Key Information about Tickets and Programmes

Oberhausen is all about discovery: Let yourself be captivated by visual worlds that are new and different, and watch films that overwhelm, provoke thought and inspire. From all over the world, always in their original language, and often in the presence of the filmmakers.

For six days, we screen films in the five cinemas at the Filmpalast Lichtburg in Oberhausen and at the Walzenlagerkino, a cosy little cinema in Zentrum Altenberg. A ticket is always valid for an entire programme, which is roughly the length of a feature film, so it offers the chance to see several films at once.

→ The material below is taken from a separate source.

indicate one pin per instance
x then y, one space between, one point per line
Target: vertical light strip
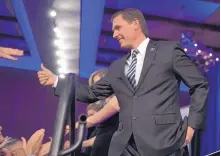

All films are shown in their original language. The festival always provides at least an English translation, either as subtitles or as a voice-over via headphones. In the Children’s and Youth Cinema, all films also feature a German translation.

In the competitions, we showcase the latest short films from around the world. If you’re interested in current issues, want to know where short films are being made, and how diverse they can be, this is the place for you. The themed programmes have been compiled by various curators. This year’s focus is on reality and fiction in film. Or on omnibus films. Or on the outtakes from Claude Lanzmann’s Shoah. Or on discoveries from our archive. Or on music videos – and much more.

Tickets?

Simply book online via our programme page; clicking on your chosen programme takes you straight to the ticket purchase page. A single ticket costs 8 euros; with the 10-ticket pass for 40 euros, each programme costs just 4 euros. Tickets are also available at the box office at the Lichtburg and the Walzenlager – provided, of course, that the screening isn’t sold out.

We hope you enjoy the festival experience!